If consciousness is personal identity, it is continually changing [Reid]
     Full Idea: Is it not strange that the identity of a person should consist in a thing (consciousness) which is continually changing?
     From: Thomas Reid (Essays on Intellectual Powers 3: Memory [1785], III.Ch 6)
     A reaction: This is the panicky slippery slope view of Locke, that sees his doctrine as the first step to the destruction of religion. The fact is, though, that parts of my consciousness changes continually, but other parts stay the same for years on end.
16. Persons / D. Continuity of the Self / 7. Self and Thinking
Thoughts change continually, but the self doesn't [Reid]
     Full Idea: My thoughts, and actions, and feelings, change every moment: they have no continued, but a successive, existence: but that self, or I, to which they belong, is permanent.
     From: Thomas Reid (Essays on Intellectual Powers 3: Memory [1785], III.Ch 4)
     A reaction: The word 'permanent' may be excessive, but one could hardly say there is nothing more to personal identity than the contents of consciousnes, given how much and how quickly those continually fluctuate.
22. Metaethics / B. Value / 1. Nature of Value / f. Ultimate value
If we can't reason about value, we can reason about the unconditional source of value [Korsgaard]
     Full Idea: If you can only know what is intrinsically valuable through intuition (as Moore claims), you can still argue about what is unconditionally valuable. There must be something unconditionally valuable because there must be a source of value.
     From: Christine M. Korsgaard (Aristotle and Kant on the Source of Value [1986], 8 'Three')

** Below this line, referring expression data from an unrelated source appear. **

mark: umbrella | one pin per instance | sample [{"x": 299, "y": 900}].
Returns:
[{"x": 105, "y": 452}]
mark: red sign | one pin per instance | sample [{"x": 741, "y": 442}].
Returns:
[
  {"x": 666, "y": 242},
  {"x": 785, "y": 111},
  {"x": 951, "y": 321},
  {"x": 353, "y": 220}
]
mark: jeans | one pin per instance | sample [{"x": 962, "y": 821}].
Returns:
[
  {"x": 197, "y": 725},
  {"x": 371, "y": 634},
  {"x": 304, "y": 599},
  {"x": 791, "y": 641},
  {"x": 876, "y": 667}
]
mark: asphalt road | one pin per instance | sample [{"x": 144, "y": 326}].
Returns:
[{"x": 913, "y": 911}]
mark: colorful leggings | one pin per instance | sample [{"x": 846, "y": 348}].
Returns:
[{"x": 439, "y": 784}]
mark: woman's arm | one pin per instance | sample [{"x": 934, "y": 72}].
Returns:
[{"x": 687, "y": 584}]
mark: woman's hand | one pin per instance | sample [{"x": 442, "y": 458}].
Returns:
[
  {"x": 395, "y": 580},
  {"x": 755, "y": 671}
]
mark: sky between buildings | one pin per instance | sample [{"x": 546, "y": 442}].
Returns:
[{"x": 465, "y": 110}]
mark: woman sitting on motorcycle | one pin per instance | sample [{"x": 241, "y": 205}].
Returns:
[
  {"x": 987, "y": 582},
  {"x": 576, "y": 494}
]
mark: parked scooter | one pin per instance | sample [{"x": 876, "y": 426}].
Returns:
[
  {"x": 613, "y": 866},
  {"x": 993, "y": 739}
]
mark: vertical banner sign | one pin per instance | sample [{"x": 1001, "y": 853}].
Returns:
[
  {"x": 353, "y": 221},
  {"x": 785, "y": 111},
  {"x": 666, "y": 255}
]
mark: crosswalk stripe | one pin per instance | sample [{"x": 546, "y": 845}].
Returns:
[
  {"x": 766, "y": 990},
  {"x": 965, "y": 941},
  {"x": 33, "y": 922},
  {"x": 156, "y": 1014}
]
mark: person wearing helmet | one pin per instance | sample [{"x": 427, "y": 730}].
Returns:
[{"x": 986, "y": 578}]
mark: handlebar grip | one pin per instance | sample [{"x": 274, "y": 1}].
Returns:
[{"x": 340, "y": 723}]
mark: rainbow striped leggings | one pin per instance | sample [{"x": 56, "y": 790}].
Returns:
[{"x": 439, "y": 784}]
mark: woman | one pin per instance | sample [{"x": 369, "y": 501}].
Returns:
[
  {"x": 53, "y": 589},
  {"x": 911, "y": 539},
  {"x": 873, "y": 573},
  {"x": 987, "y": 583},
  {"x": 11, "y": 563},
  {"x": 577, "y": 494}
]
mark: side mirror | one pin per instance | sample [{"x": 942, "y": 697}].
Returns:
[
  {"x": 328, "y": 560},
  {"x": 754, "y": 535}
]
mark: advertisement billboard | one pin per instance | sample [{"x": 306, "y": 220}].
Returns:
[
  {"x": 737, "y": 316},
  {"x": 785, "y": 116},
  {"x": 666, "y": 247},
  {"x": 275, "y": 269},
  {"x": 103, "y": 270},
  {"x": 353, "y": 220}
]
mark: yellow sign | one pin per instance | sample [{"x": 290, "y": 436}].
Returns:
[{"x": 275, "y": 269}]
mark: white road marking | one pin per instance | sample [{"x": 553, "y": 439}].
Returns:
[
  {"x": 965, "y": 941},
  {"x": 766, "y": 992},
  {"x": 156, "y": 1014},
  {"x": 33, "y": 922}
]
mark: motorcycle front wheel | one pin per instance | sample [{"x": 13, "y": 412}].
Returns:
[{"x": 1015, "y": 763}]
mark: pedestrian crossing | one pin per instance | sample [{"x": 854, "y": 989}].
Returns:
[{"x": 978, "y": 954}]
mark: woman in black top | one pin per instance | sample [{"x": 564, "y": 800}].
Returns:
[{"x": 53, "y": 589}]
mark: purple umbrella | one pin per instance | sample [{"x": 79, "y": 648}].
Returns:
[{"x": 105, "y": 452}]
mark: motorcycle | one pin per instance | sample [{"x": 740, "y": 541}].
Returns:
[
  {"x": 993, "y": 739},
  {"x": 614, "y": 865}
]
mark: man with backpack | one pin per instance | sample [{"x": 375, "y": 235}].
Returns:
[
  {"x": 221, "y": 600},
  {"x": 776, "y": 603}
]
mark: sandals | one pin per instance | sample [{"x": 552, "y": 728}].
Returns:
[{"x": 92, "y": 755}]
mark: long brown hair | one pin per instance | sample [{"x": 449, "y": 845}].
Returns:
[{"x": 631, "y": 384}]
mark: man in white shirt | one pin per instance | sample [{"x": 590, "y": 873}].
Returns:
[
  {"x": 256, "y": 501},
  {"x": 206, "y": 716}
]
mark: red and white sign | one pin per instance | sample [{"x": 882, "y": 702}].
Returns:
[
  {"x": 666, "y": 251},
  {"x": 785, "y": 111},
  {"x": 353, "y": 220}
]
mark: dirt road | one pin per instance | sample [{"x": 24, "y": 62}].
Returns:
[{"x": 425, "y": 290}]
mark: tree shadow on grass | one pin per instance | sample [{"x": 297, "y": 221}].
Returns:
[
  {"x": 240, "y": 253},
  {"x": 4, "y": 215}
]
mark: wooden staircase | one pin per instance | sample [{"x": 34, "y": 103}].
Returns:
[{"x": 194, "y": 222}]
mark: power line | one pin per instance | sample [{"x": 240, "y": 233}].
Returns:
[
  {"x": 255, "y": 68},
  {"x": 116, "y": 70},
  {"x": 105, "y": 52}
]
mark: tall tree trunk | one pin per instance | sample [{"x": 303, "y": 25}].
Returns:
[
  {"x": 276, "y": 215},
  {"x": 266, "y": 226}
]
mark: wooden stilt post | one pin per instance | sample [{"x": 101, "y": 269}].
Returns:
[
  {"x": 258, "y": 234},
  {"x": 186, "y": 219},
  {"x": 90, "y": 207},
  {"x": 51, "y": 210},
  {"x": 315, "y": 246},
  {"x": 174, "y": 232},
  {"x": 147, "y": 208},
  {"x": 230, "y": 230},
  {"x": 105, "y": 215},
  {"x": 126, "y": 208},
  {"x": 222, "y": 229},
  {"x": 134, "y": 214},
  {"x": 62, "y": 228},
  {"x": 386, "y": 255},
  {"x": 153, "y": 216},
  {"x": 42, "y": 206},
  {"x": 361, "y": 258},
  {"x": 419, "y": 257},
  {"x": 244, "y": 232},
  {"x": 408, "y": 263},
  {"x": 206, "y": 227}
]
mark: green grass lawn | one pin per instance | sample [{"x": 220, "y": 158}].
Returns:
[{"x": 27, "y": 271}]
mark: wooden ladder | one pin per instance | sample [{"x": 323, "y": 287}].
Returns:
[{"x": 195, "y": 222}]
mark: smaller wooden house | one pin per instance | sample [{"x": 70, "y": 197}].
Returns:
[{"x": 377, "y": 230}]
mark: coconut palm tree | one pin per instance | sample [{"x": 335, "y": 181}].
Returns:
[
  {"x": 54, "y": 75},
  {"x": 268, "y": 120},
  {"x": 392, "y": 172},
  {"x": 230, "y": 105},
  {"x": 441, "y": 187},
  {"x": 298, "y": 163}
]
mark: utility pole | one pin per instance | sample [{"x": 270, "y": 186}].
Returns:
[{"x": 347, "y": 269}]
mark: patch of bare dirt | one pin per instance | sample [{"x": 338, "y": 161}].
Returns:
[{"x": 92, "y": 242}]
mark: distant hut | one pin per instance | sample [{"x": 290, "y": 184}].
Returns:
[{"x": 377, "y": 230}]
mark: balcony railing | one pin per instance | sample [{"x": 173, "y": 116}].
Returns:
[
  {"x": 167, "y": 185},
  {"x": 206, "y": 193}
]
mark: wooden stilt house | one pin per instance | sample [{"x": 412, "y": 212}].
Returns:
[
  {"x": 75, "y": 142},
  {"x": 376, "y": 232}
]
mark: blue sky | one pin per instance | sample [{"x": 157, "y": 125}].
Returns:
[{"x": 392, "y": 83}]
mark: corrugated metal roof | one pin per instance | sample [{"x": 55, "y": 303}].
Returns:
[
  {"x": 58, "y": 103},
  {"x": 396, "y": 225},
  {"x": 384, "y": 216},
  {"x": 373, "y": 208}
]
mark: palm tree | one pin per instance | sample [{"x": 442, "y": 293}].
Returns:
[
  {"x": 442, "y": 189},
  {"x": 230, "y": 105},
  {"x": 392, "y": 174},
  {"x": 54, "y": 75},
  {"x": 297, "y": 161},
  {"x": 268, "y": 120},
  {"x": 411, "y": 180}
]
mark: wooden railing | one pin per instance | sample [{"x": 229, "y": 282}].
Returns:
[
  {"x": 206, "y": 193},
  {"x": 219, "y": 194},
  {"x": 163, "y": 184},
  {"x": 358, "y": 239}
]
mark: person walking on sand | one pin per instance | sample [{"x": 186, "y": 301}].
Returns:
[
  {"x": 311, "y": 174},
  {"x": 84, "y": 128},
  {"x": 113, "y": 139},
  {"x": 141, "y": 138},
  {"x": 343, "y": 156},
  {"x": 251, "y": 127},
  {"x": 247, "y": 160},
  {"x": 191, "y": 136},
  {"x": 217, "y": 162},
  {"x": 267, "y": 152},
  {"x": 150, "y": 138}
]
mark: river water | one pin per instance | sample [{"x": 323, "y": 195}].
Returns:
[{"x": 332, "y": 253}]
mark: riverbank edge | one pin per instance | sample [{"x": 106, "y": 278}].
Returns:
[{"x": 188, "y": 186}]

     A reaction: If you only grasped the values through intuition, does that give you enough information to infer the dependence relations between values?
An end can't be an ultimate value just because it is useless! [Korsgaard]
     Full Idea: If what is final is whatever is an end but never a means, ...why should something be more valuable just because it is useless?
     From: Christine M. Korsgaard (Aristotle and Kant on the Source of Value [1986], 8 'Finality')
     A reaction: Korsgaard is offering this as a bad reading of what Aristotle intends.
22. Metaethics / C. The Good / 1. Goodness / b. Types of good
Goodness is given either by a psychological state, or the attribution of a property [Korsgaard]
     Full Idea: 'Subjectivism' identifies good ends with or by reference to some psychological state. ...'Objectivism' says that something is good as an end if a property, intrinsic goodness, is attributed to it.
     From: Christine M. Korsgaard (Aristotle and Kant on the Source of Value [1986], 8 'Three')
23. Ethics / C. Virtue Theory / 3. Virtues / g. Contemplation
Contemplation is final because it is an activity which is not a process [Korsgaard]
     Full Idea: It is because contemplation is an activity that is not also a process that Aristotle identifies it as the most final good.
     From: Christine M. Korsgaard (Aristotle and Kant on the Source of Value [1986], 8 'Activity')
     A reaction: Quite a helpful way of labelling what Aristotle has in mind. So should we not aspire to be involved in processes, except reluctantly? I take the mind itself to be a process, so that may be difficult!
For Aristotle, contemplation consists purely of understanding [Korsgaard]
     Full Idea: Contemplation, as Aristotle understand it, is not research or inquiry, but an activity that ensues on these: an activity that consists in understanding.
     From: Christine M. Korsgaard (Aristotle and Kant on the Source of Value [1986], 8 'Aristotle')
     A reaction: Fairly obvious, when you read the last part of 'Ethics', but helpful in grasping Aristotle, because understanding is the objective of 'Posterior Analytics' and 'Metaphysics', so he tells you how to achieve the ideal moral state.